2. **Linearity Check:**
* Visually inspect the scatter diagram. If the points roughly follow a straight line, a linear model is justified.
* In this case, the points appear to have a reasonably linear trend.
**b) Regression Parameters, Log Clotting Time, and Regression Line**
1. **Regression Parameters:**
* We need to find the slope (b) and y-intercept (a) of the regression line (Y = a + bX).
* We'll use the following formulas:
* b = [n(ΣXY) - (ΣX)(ΣY)] / [n(ΣX²) - (ΣX)²]
* a = (ΣY - bΣX) / n
* Where:
* n = number of data points (10)
* ΣXY = sum of (X * Y)
* ΣX = sum of X
* ΣY = sum of Y
* ΣX² = sum of X²
* Calculate the necessary sums from the data.
* ΣX = 10.55
* ΣY = 19.68
* ΣXY = 20.9161
* ΣX² = 11.2339
* b = [10(20.9161) - (10.55)(19.68)] / [10(11.2339) - (10.55)²]
* b = (209.161 - 207.624) / (112.339 - 111.3025)
* b = 1.537 / 1.0365 = 1.4828 (approximately)
* a = (19.68 - 1.4828 * 10.55) / 10
* a = (19.68 - 15.6425) / 10
* a = 4.0375 / 10 = 0.4038 (approximately)
* Regression equation: Y = 0.4038 + 1.4828X
2. **Log Clotting Time for Log Dose of 1.0:**
* Substitute X = 1.0 into the regression equation:
* Y = 0.4038 + 1.4828 * 1.0
* Y = 1.8866 (approximately)
3. **Regression Line on the Graph:**
* Draw the regression line (Y = 0.4038 + 1.4828X) on the same scatter diagram. You can use two points to draw the line.
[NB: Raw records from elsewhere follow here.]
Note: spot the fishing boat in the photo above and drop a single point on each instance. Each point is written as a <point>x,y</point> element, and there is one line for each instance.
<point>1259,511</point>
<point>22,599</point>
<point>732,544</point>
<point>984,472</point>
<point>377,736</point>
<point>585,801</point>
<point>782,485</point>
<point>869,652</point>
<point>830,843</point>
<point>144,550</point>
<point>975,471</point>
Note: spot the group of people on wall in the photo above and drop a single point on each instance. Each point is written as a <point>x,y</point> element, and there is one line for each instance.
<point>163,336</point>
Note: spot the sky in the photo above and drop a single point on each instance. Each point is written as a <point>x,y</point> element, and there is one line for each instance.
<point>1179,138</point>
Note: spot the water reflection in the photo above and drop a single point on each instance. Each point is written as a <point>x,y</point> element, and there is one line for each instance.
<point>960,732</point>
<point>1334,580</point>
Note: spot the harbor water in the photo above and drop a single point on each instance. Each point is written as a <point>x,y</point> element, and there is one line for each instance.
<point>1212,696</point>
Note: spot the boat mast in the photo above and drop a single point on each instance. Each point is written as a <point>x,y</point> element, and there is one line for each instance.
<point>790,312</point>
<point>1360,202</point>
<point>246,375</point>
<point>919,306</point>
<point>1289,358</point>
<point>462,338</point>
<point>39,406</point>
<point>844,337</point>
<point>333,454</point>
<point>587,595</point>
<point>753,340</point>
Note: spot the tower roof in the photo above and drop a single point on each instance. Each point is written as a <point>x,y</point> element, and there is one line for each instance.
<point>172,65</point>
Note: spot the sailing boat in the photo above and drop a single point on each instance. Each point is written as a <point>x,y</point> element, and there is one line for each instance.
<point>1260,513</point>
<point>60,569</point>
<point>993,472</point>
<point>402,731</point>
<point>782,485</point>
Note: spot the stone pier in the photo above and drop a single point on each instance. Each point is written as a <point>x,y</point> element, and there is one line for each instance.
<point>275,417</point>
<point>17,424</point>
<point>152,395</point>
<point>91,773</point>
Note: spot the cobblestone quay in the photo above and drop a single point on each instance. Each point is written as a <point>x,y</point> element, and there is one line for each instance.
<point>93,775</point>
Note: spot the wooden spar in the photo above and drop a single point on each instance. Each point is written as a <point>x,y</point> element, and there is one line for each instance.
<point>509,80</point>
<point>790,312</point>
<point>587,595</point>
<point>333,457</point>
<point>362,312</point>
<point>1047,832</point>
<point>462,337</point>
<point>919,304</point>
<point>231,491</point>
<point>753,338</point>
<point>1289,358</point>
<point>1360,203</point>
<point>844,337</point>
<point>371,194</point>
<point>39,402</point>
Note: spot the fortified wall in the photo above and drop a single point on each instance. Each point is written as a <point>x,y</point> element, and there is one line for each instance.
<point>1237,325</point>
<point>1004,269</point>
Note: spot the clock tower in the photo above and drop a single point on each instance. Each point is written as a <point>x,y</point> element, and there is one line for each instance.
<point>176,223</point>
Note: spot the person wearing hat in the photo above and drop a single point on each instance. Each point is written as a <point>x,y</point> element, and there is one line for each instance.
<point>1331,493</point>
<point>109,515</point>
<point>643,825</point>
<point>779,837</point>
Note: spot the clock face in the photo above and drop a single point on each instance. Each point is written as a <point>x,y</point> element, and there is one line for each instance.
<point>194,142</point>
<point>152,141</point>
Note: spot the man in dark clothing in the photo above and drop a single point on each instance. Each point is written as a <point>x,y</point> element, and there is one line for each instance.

For example, use x=0.7 and x=1.3 and calculate their respective y values.
**c) Test for Independence**
1. **Hypotheses:**
* H0 (Null Hypothesis): The log clotting time (Y) and log dose (X) are independent (i.e., there is no linear relationship).
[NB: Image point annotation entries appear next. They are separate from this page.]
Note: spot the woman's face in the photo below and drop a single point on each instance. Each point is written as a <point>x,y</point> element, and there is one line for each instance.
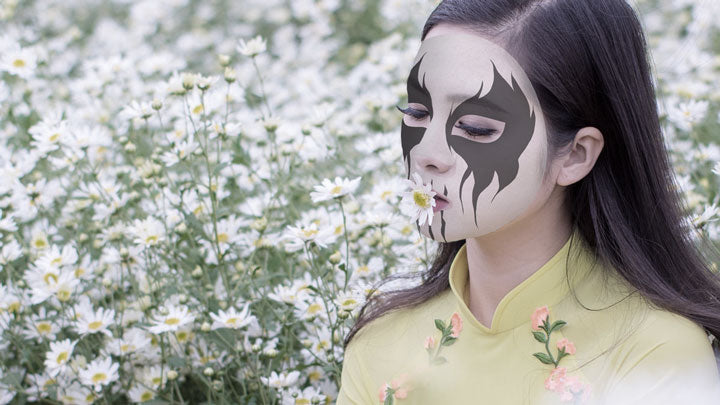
<point>474,131</point>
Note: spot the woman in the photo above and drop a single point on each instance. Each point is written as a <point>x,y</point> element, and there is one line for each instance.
<point>565,271</point>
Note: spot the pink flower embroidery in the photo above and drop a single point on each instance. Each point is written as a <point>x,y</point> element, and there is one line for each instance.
<point>429,342</point>
<point>456,323</point>
<point>570,388</point>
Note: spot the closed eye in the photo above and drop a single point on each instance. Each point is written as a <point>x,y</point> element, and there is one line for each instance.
<point>474,131</point>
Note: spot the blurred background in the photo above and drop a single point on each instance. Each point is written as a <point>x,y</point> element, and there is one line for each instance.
<point>160,242</point>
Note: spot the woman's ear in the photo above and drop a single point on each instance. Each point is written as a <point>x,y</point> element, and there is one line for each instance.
<point>580,160</point>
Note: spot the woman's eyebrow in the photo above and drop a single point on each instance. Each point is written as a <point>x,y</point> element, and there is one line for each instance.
<point>473,100</point>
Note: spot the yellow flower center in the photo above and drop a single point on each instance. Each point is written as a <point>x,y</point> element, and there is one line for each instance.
<point>44,327</point>
<point>99,377</point>
<point>309,233</point>
<point>421,199</point>
<point>49,276</point>
<point>63,295</point>
<point>172,321</point>
<point>314,308</point>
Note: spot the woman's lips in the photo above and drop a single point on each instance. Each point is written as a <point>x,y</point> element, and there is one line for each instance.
<point>440,203</point>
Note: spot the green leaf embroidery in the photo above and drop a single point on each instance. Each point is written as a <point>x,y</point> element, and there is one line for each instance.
<point>540,337</point>
<point>543,358</point>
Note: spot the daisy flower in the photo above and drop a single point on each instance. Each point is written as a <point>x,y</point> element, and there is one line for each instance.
<point>232,319</point>
<point>147,232</point>
<point>98,321</point>
<point>56,360</point>
<point>419,201</point>
<point>334,189</point>
<point>252,47</point>
<point>99,372</point>
<point>282,380</point>
<point>176,316</point>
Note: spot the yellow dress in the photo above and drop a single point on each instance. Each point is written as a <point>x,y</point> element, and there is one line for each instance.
<point>624,350</point>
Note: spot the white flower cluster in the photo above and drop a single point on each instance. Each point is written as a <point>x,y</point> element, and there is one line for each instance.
<point>191,212</point>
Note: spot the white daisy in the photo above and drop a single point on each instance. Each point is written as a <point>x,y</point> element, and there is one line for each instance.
<point>252,47</point>
<point>19,61</point>
<point>98,321</point>
<point>281,380</point>
<point>296,236</point>
<point>139,393</point>
<point>176,316</point>
<point>418,203</point>
<point>56,360</point>
<point>147,232</point>
<point>232,319</point>
<point>334,189</point>
<point>99,372</point>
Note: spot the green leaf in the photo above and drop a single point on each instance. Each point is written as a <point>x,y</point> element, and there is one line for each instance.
<point>449,340</point>
<point>543,358</point>
<point>440,325</point>
<point>540,337</point>
<point>557,325</point>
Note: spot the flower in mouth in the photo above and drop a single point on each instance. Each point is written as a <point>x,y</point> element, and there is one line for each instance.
<point>419,201</point>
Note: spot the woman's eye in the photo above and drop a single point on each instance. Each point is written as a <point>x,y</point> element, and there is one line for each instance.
<point>413,112</point>
<point>476,132</point>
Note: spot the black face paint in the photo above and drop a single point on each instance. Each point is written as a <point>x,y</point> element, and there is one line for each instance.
<point>417,93</point>
<point>442,219</point>
<point>504,103</point>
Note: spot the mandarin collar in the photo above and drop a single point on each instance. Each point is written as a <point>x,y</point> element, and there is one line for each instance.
<point>546,286</point>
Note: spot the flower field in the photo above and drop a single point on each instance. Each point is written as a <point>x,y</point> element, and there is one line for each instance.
<point>196,198</point>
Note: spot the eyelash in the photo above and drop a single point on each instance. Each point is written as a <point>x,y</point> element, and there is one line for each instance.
<point>471,131</point>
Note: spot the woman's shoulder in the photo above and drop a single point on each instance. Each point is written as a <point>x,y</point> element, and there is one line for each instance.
<point>401,324</point>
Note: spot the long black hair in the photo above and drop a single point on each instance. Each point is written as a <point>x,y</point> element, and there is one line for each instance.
<point>588,63</point>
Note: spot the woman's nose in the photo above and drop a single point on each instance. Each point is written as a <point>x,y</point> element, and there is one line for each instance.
<point>432,154</point>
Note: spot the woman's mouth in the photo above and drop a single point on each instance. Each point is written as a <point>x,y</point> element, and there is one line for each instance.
<point>440,203</point>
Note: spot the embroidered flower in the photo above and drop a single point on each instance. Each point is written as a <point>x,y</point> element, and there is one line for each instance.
<point>566,345</point>
<point>397,388</point>
<point>456,323</point>
<point>429,342</point>
<point>449,334</point>
<point>539,317</point>
<point>570,388</point>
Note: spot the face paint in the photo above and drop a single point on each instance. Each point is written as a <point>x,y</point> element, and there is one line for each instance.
<point>475,131</point>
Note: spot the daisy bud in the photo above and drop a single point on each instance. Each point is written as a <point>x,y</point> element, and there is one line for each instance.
<point>230,75</point>
<point>224,59</point>
<point>259,224</point>
<point>188,81</point>
<point>335,257</point>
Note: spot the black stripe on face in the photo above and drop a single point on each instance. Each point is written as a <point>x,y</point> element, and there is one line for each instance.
<point>506,103</point>
<point>417,93</point>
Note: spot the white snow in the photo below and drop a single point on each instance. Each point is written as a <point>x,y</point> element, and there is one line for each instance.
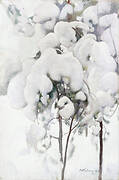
<point>66,107</point>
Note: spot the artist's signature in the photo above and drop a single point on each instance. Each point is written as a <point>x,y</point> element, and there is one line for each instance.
<point>92,171</point>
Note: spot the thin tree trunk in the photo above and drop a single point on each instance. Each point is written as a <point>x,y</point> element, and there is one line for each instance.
<point>66,149</point>
<point>101,151</point>
<point>60,139</point>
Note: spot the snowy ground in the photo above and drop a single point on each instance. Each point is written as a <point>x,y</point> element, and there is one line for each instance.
<point>17,162</point>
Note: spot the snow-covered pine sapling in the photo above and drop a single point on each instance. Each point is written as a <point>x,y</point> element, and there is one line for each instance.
<point>68,77</point>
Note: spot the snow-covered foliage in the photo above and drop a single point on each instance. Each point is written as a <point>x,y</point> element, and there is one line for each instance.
<point>63,70</point>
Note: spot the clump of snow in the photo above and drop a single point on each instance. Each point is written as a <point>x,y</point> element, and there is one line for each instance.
<point>10,65</point>
<point>82,49</point>
<point>64,65</point>
<point>80,96</point>
<point>66,107</point>
<point>66,34</point>
<point>110,82</point>
<point>66,10</point>
<point>47,18</point>
<point>90,15</point>
<point>49,41</point>
<point>100,55</point>
<point>17,84</point>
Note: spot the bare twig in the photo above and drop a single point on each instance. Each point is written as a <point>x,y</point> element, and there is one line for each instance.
<point>101,151</point>
<point>60,139</point>
<point>66,147</point>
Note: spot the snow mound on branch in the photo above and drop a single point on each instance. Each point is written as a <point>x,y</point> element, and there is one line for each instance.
<point>103,7</point>
<point>10,65</point>
<point>17,85</point>
<point>51,66</point>
<point>90,15</point>
<point>110,82</point>
<point>104,99</point>
<point>66,107</point>
<point>101,56</point>
<point>49,41</point>
<point>48,19</point>
<point>66,34</point>
<point>82,49</point>
<point>110,35</point>
<point>80,96</point>
<point>41,15</point>
<point>66,10</point>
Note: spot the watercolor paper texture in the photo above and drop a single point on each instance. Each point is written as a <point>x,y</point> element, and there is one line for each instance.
<point>59,89</point>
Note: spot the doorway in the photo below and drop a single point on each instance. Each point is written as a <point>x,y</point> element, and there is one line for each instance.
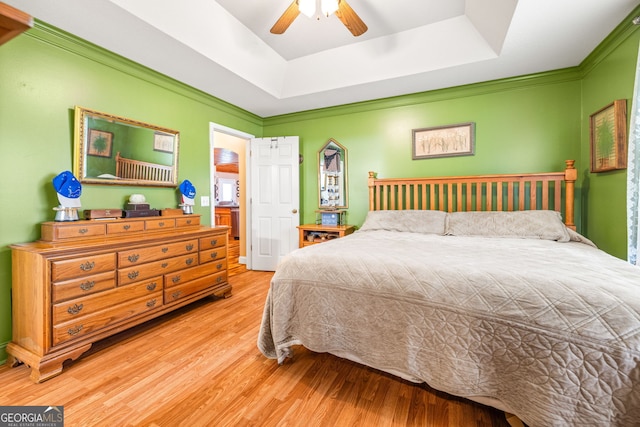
<point>229,190</point>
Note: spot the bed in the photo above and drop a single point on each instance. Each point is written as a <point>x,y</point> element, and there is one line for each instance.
<point>476,286</point>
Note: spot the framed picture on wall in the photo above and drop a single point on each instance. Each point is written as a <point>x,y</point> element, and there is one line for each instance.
<point>608,137</point>
<point>444,141</point>
<point>100,143</point>
<point>163,142</point>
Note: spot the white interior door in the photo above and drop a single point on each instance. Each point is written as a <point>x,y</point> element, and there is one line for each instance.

* H1 (Alternative Hypothesis): The log clotting time (Y) and log dose (X) are dependent (i.e., there is a linear relationship).
2. **Test Choice:**
* We can use a t-test for the slope (b) to test for independence.
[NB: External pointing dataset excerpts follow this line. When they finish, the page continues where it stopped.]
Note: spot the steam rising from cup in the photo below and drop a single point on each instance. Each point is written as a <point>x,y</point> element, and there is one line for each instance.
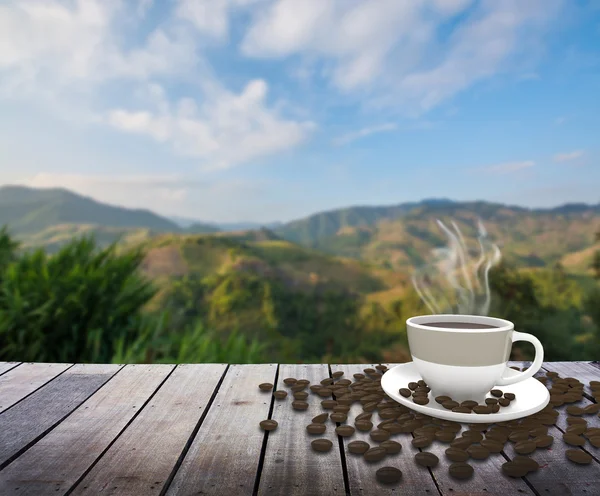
<point>453,282</point>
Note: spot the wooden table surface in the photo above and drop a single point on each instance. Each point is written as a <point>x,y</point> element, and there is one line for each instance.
<point>193,429</point>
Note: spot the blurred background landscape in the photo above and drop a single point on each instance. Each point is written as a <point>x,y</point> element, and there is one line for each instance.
<point>85,281</point>
<point>258,180</point>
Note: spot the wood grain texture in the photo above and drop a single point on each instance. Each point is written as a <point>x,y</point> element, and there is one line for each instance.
<point>291,467</point>
<point>224,455</point>
<point>6,366</point>
<point>21,381</point>
<point>143,457</point>
<point>416,480</point>
<point>488,477</point>
<point>73,446</point>
<point>35,415</point>
<point>557,475</point>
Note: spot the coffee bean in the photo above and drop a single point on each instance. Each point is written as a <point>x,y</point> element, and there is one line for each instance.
<point>363,425</point>
<point>299,405</point>
<point>344,430</point>
<point>379,435</point>
<point>422,441</point>
<point>478,452</point>
<point>492,446</point>
<point>457,455</point>
<point>543,441</point>
<point>268,425</point>
<point>576,429</point>
<point>338,417</point>
<point>321,445</point>
<point>518,436</point>
<point>358,447</point>
<point>341,408</point>
<point>525,447</point>
<point>450,404</point>
<point>315,428</point>
<point>574,410</point>
<point>579,456</point>
<point>388,475</point>
<point>460,470</point>
<point>513,469</point>
<point>391,447</point>
<point>374,454</point>
<point>573,439</point>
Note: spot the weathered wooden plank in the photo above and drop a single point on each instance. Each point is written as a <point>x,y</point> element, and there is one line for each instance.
<point>291,467</point>
<point>34,416</point>
<point>585,372</point>
<point>21,381</point>
<point>224,455</point>
<point>416,480</point>
<point>557,475</point>
<point>488,477</point>
<point>144,455</point>
<point>59,459</point>
<point>6,366</point>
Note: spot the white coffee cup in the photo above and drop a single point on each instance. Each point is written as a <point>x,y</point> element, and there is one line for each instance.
<point>465,363</point>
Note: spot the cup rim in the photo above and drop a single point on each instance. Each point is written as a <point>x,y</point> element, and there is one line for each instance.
<point>501,324</point>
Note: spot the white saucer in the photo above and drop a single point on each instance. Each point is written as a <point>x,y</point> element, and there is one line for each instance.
<point>531,397</point>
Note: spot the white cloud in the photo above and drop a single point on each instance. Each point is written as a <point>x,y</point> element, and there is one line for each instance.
<point>569,156</point>
<point>225,130</point>
<point>364,132</point>
<point>508,167</point>
<point>394,49</point>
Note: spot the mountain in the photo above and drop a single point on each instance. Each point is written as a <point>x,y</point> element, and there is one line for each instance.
<point>27,210</point>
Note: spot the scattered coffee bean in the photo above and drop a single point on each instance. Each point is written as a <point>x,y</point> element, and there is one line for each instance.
<point>315,428</point>
<point>299,405</point>
<point>268,425</point>
<point>388,475</point>
<point>321,445</point>
<point>374,454</point>
<point>579,456</point>
<point>345,430</point>
<point>358,447</point>
<point>460,470</point>
<point>391,447</point>
<point>573,439</point>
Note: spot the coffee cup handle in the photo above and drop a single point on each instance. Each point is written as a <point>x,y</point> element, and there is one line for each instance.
<point>535,366</point>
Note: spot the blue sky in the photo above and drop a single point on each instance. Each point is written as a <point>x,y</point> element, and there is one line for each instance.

* Test statistic: t = b / SE(b)
* Where:
* SE(b) = standard error of the slope
* SE(b) = √[Σ(Y - Ŷ)² / (n - 2)] / √[Σ(X - X̄)²]
* Ŷ = predicted Y values from the regression line
* X̄ = mean of X
* Calculate the t-statistic and compare it to the critical t-value for n - 2 degrees of freedom.
* Because of the length of the calculation I will not perform the t test here.
**d) Coefficient of Determination (R²)**
1. **Calculation:**
* R² = SSR / SST
* Where:
* SSR = sum of squares due to regression = Σ(Ŷ - Ȳ)²
* SST = total sum of squares = Σ(Y - Ȳ)²
* Ȳ = mean of Y
2. **Interpretation:**
* R² represents the proportion of the variance in the log clotting time (Y) that is explained by the log dose (X).
* It ranges from 0 to 1.
* An R² close to 1 indicates a strong linear relationship.
* An R² close to 0 indicates a weak linear relationship.
* Calculate SSR and SST.
* SST = 0.8176
* SSR = 0.8157
* R^2 = 0.8157/0.8176 = 0.9977.
* Interpretation: 99.77% of the variance in the log clotting time is explained by the log dose. This indicates a very strong linear relationship.